Saturday, March 9, 2013

No Dear, Bigger Is Not Always Better: How Doing Nothing Is Often Better Than Getting Defensive Medicine

 
 
 
 "The delivery of medical care is to do as much nothing as possible."

-Stephen Bergman known as "Dr. Samuel Shem," Rule Number 13, The House of God

Website for information on The House of God:

http://www.theatlantic.com/health/archive/2012/11/samuel-shem-34-years-after-the-house-of-god/265675/

Heads up! Physicians -- Your first rule is "to do no harm."

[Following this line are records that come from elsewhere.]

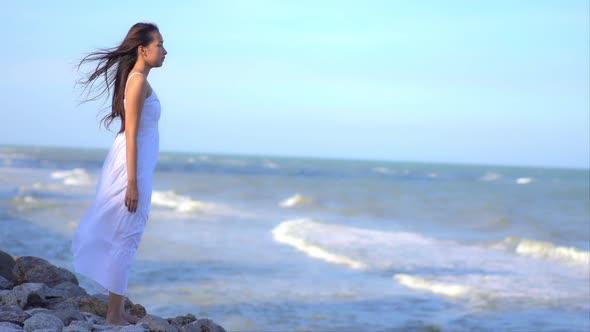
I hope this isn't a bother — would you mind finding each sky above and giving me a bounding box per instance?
[0,0,590,169]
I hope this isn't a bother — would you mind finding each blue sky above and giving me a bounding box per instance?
[0,0,590,168]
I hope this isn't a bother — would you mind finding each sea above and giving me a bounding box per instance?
[0,145,590,332]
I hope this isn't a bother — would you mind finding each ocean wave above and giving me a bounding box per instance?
[515,178,535,184]
[479,172,502,182]
[152,190,249,216]
[279,194,313,208]
[51,168,94,186]
[262,160,280,169]
[371,167,397,175]
[272,219,366,269]
[393,274,471,297]
[500,237,590,265]
[272,219,590,308]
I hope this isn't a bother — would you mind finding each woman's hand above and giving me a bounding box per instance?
[125,183,139,213]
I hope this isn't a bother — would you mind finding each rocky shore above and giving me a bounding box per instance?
[0,251,225,332]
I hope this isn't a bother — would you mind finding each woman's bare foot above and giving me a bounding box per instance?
[121,310,139,324]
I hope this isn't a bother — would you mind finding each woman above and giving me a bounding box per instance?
[71,23,167,325]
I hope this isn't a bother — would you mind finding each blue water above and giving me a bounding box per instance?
[0,146,590,331]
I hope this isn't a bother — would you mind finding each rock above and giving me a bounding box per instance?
[12,256,78,287]
[181,318,226,332]
[46,295,91,311]
[129,304,147,318]
[0,305,31,325]
[25,308,50,316]
[105,325,150,332]
[24,312,64,332]
[0,250,15,282]
[48,310,86,326]
[0,275,14,289]
[81,312,105,324]
[0,290,27,309]
[80,296,108,317]
[45,281,88,299]
[168,314,197,327]
[12,283,47,308]
[137,315,179,332]
[0,322,23,332]
[62,320,92,332]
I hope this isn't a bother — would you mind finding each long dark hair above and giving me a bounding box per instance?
[77,23,159,133]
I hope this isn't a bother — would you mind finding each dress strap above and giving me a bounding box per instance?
[123,71,143,99]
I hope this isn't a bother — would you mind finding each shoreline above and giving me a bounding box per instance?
[0,250,225,332]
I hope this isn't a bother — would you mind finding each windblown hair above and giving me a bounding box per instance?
[77,23,159,133]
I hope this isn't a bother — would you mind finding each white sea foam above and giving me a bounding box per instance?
[152,190,248,216]
[272,219,366,269]
[51,168,94,186]
[500,237,590,265]
[479,172,502,182]
[393,273,471,297]
[273,219,590,306]
[516,178,535,184]
[371,167,396,175]
[262,160,279,169]
[279,194,312,208]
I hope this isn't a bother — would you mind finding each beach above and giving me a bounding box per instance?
[0,146,590,331]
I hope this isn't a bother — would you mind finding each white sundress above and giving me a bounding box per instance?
[71,72,161,295]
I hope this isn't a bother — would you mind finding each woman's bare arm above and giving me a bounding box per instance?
[125,75,147,212]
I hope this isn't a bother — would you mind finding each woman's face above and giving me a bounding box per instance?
[142,31,168,67]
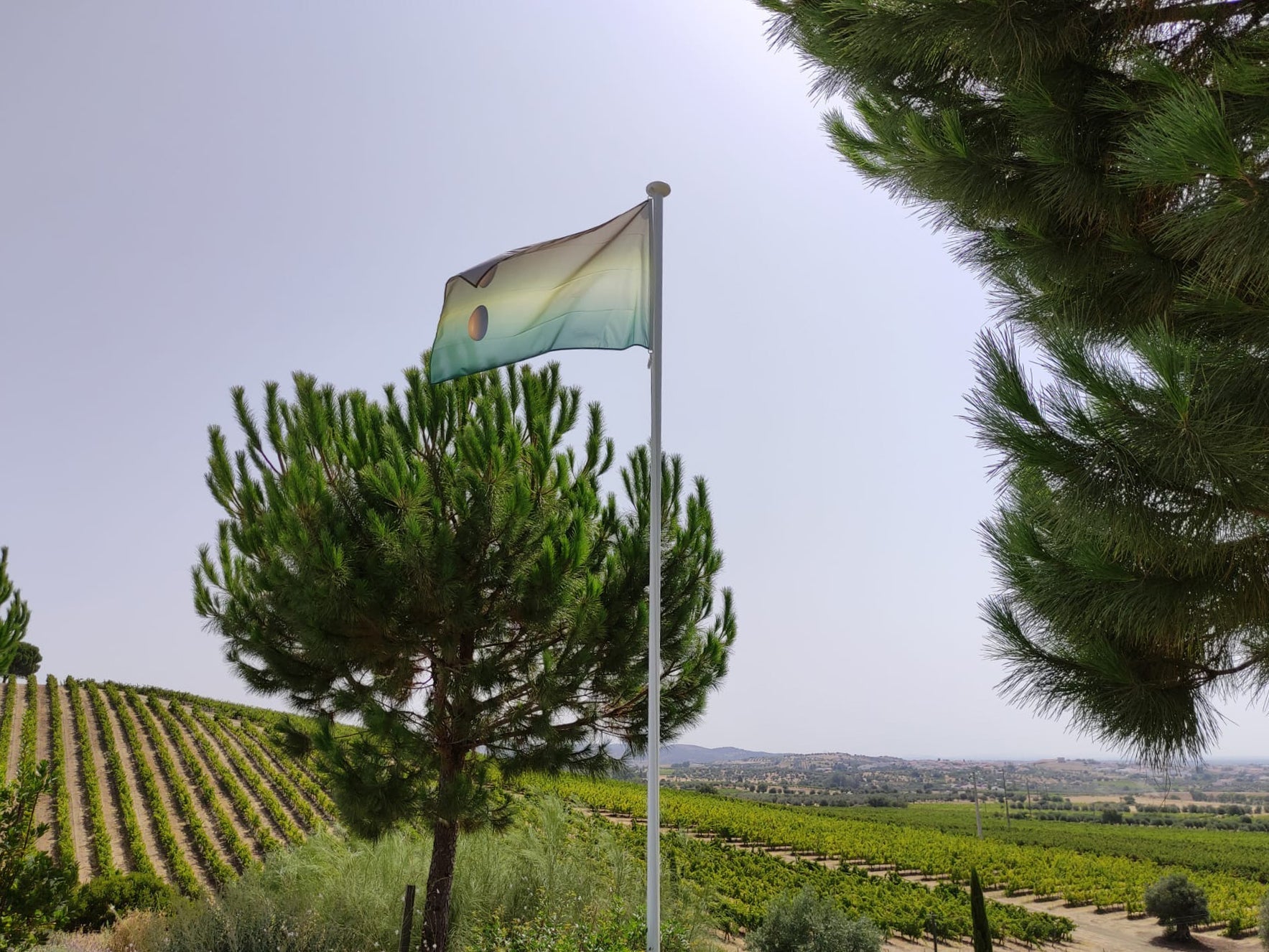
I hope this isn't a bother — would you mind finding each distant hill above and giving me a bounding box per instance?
[609,744,784,765]
[0,678,336,895]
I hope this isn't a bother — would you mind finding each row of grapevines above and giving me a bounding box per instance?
[832,803,1269,882]
[115,684,236,889]
[241,719,339,820]
[544,777,1264,922]
[596,828,1075,944]
[0,674,18,755]
[66,678,114,876]
[101,684,205,896]
[18,674,39,770]
[163,694,282,853]
[84,681,157,876]
[46,674,76,868]
[215,714,321,833]
[144,688,255,871]
[194,707,305,845]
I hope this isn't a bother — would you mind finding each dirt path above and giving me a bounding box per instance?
[55,684,93,882]
[159,698,264,859]
[81,686,158,878]
[185,707,287,843]
[117,698,223,886]
[33,684,56,853]
[4,681,27,783]
[589,811,1259,952]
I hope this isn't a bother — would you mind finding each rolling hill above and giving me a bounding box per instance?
[0,676,336,895]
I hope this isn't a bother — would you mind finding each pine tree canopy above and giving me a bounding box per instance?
[0,546,30,671]
[761,0,1269,764]
[193,364,736,948]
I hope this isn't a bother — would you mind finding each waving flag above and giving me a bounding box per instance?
[427,200,652,383]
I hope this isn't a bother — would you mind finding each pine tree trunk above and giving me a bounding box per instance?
[419,818,458,952]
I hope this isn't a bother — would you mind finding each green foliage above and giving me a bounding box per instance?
[164,694,282,853]
[0,760,75,949]
[1146,873,1209,939]
[970,869,991,952]
[0,546,30,674]
[116,803,707,952]
[66,871,177,930]
[193,707,305,845]
[66,678,114,876]
[193,364,736,946]
[84,681,155,874]
[215,714,321,833]
[761,0,1269,765]
[100,684,197,896]
[9,641,45,678]
[18,676,39,768]
[745,889,882,952]
[114,684,236,892]
[45,674,79,876]
[144,688,254,882]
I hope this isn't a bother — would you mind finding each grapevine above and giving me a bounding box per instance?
[46,674,78,869]
[66,678,114,876]
[84,681,157,876]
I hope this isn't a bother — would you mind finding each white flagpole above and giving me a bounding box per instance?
[647,182,670,952]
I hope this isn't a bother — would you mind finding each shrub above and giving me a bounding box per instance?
[970,869,991,952]
[70,872,177,929]
[9,641,45,678]
[1146,873,1208,939]
[746,887,880,952]
[0,761,75,949]
[118,801,707,952]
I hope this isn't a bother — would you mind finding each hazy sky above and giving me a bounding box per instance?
[0,0,1269,757]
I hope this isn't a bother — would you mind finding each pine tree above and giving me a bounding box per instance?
[194,364,736,952]
[0,546,30,673]
[763,0,1269,764]
[970,869,991,952]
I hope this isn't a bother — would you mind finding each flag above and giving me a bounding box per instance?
[427,202,651,383]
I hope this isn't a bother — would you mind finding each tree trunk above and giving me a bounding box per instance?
[419,818,458,952]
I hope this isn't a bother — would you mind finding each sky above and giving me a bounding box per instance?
[0,0,1269,757]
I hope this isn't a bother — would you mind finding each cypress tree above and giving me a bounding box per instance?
[0,546,30,674]
[970,869,991,952]
[194,364,736,952]
[763,0,1269,765]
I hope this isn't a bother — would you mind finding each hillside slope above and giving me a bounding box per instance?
[0,676,336,894]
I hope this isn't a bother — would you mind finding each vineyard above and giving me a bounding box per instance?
[0,676,336,895]
[542,777,1265,941]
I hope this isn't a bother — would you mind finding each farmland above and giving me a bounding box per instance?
[14,678,1269,944]
[547,778,1265,924]
[0,676,335,895]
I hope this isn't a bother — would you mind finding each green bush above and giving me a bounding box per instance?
[70,872,177,929]
[118,800,707,952]
[746,887,882,952]
[9,641,45,678]
[1146,873,1208,939]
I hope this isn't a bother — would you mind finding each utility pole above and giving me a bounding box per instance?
[973,770,982,839]
[1000,767,1013,830]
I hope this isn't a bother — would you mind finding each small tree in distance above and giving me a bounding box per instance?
[8,641,45,678]
[1146,873,1208,941]
[745,886,882,952]
[0,546,30,671]
[970,869,991,952]
[194,364,736,952]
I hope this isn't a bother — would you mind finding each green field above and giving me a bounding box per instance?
[546,778,1265,923]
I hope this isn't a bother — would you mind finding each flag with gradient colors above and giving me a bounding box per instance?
[427,202,651,383]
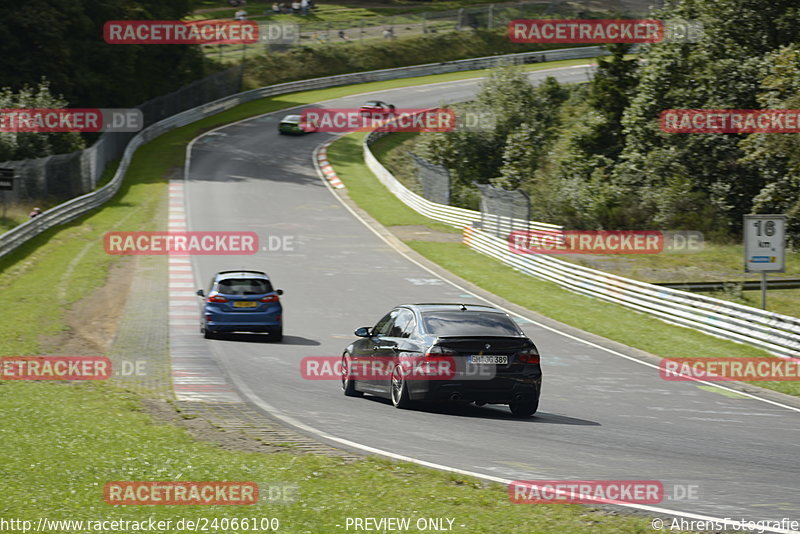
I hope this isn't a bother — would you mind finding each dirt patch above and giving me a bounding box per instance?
[40,257,136,356]
[142,399,298,453]
[387,225,462,243]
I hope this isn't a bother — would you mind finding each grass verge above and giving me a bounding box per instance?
[0,382,676,534]
[328,133,800,395]
[0,56,688,534]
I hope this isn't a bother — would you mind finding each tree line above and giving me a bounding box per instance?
[414,0,800,243]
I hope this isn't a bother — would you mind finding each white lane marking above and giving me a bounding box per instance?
[312,142,800,413]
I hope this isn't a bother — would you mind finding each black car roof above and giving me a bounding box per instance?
[214,269,269,280]
[402,302,505,314]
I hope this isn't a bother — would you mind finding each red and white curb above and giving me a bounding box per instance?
[167,180,242,402]
[317,140,344,189]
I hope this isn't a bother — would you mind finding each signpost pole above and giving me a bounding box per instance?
[0,168,15,220]
[743,214,786,310]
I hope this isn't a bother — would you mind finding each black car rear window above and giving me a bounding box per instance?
[422,311,521,336]
[217,278,272,295]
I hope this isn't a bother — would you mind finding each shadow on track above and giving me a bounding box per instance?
[354,394,602,426]
[211,333,320,347]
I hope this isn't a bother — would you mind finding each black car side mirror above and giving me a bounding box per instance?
[353,326,370,337]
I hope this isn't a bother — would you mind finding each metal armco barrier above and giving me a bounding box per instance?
[364,119,800,358]
[0,46,608,258]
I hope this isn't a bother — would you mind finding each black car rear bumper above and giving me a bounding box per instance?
[408,376,542,404]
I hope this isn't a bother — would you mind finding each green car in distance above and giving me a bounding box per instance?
[278,115,314,135]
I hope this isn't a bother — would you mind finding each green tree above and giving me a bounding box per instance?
[0,79,85,161]
[741,44,800,246]
[0,0,205,108]
[613,0,800,234]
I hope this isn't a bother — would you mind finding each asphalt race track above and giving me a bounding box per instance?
[185,67,800,520]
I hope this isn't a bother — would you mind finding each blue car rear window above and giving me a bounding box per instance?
[217,278,272,295]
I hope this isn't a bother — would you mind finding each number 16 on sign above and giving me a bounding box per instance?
[744,215,786,310]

Dr. Sanjay Gupta reports American doctors perform far more tests and procedures and hand our more prescriptions than in other industrialized nations, and far more than they once did. Since 1996, the percentage of doctor visits leading to at least five drugs’ being prescribed has nearly tripled, and the number of M.R.I. scans quadrupled.
 
More -- more procedures, more testing, more treatment, more drugs -- is not always better. According to Gupta, in a recent anonymous survey, orthopedic surgeons said 24 percent of the tests they ordered were medically unnecessary.
 
Americans must begin to question some very common methods used by doctors because of the following reasons:
 
(1) Unnecessary actions can be potentially harmful, and
 
(2) Unnecessary actions are exceedingly expensive. 
 
According to a 1999 report by the Institute of Medicine, as many as 98,000 Americans were dying every year because of medical mistakes. Today, exact figures are hard to come by because states don’t abide by the same reporting guidelines.
 
Consider the case of a 40-year-old mom who sought treatment for heartburn. Even though neither she nor her doctors thought she was having a heart attack, it was a remote possibility. Miss that diagnosis, and the doctors could be sued. She was admitted for “non-specific” EKG changes, had an “equivocal” stress test, and then underwent coronary cauterisation, which perforated an artery and killed her.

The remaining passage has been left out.